A atualização do valor venal de um ano para outro pode ultrapassar a correção monetária, desde que haja lei autorizando. Esse é o entendimento da jurisprudência, como se vê na Súmula 160 do STJ:
“É defeso ao município atualizar o IPTU mediante decreto em percentual superior ao índice oficial de correção monetária.”
O artigo 97 do CTN, em seu parágrafo 2º diz que a simples atualização do valor monetário da base se cálculo não é aumento do tributo. Portanto, a correção monetária pelos índices oficiais não é aumento. Mas o mesmo artigo diz que qualquer aumento (além da correção) só pode ser feito através de lei. Assim, a primeira questão a ser verificada é se o reajuste do valor venal tem fundamento em lei. Se for através de decreto, o aumento é indevido.
A apuração do valor correto do imóvel nem sempre é simples.

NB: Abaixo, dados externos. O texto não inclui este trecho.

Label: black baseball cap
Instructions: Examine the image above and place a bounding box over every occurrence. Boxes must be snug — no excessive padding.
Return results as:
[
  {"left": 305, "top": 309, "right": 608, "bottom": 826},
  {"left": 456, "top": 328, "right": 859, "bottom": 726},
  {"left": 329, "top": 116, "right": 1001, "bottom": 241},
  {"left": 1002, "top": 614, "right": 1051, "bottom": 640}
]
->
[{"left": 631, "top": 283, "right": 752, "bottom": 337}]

Por exemplo: determinado imóvel foi avaliado neste ano em R$ 500 mil, mas há cerca de um ano o proprietário tenta vendê-lo por valor menor e não consegue.
Tal situação muitas vezes nada tem a ver com o lançamento, podendo ser resultado da especulação imobiliária ou da crise no mercado, que pode ser setorial, localizada, como na hipótese de anúncios de obras públicas, temor de desapropriações, falta de liquidez ou financiamento, ou mesmo questões específicas relacionadas com o imóvel e que prejudicam negócios: inventários, problemas fiscais, falta de certidões, etc.

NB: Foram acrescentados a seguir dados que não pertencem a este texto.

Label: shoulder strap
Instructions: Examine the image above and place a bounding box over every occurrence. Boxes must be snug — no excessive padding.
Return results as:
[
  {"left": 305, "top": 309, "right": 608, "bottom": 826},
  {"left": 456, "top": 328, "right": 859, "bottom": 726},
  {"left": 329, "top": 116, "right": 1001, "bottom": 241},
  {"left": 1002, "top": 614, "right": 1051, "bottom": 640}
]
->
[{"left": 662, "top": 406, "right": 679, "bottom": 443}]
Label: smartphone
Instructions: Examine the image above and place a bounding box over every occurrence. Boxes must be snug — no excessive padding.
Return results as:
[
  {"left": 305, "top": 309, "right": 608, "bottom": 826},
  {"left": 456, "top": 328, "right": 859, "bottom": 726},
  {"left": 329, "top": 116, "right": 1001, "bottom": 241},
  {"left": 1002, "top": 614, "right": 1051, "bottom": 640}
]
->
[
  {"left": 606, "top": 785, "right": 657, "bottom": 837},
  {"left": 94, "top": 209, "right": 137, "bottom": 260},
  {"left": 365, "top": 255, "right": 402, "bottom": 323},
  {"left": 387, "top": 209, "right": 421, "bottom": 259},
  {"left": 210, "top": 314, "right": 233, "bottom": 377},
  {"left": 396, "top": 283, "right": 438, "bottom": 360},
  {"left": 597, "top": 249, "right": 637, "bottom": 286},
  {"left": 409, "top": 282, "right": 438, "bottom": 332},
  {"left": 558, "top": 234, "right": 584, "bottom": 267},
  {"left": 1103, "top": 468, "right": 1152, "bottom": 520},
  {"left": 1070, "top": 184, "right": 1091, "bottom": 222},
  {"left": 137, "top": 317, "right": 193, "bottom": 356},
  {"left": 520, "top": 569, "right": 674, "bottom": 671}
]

Portanto, a discussão sobre o valor venal deve ser estudada com atenção e se necessário, baseada em avaliação extrajudicial, feita por perito (engenheiro ou arquiteto), registrando-se que em juízo as avaliações feitas por corretores de imóveis geralmente não são aceitas ou podem ser questionadas.
Em qualquer hipótese deve o contribuinte afastar-se de soluções ilícitas ou “milagrosas”, oferecidas por supostos consultores ou intermediários. Essas ações geralmente são criminosas e o contribuinte não pode se tornar cúmplice de delinquentes.
Quanto à alíquota, ela deve estar fixada por lei municipal e pode ser progressiva em razão do valor do imóvel (CF, art. 156, § 1º). Pode ainda a alíquota variar conforme o uso do imóvel. Não existindo uma alíquota uniforme no IPTU, ela pode variar de um local para outro, como determina a lei do respectivo município. Por exemplo: Em Iguape (SP), cobra-se 5% do valor venal, enquanto em São Paulo, capital, varia de 1,5 a 2%. A tal alíquota de 5% parece ser confiscatória, pois num espaço de 20 anos transfere-se o valor do imóvel para os cofres públicos.
A Constituição (art. 150, IV) proíbe o uso de imposto com efeito de confisco. No caso do IPTU essa possibilidade não pode ser aceita, ante o que assegura o artigo 6º da mesma Constituição Federal, que considera a moradia um dos direitos sociais de qualquer cidadão. Quer nos parecer, portanto, que é necessária a fixação de uma alíquota máxima a ser definida em lei complementar, como já existe para o ISS. Sem isso existe a possibilidade de confisco.
Quem entender que o lançamento do IPTU está exagerado deve reclamar na administração municipal, o que está garantido pelo artigo 148 do CTN. Uma discussão judicial, contudo, só pode ser adequada em valores de grande monta, de preferência depositando-se o valor questionado para garantir proteção para os juros e a correção. Considere-se ainda que uma ação judicial implica em custas e honorários advocatícios a pagar, além de despesas que incluem eventual perícia de engenharia.
Não existe advogado que em ação desse tipo possa garantir êxito. Trata-se, pois, de ação de risco que deve ser avaliado com critério. Não podemos esquecer que o imóvel pode ser penhorado para cobrança desse imposto.
Raul Haidar é jornalista e advogado tributarista, ex-presidente do Tribunal de Ética e Disciplina da OAB-SP e integrante do Conselho Editorial da revista ConJur.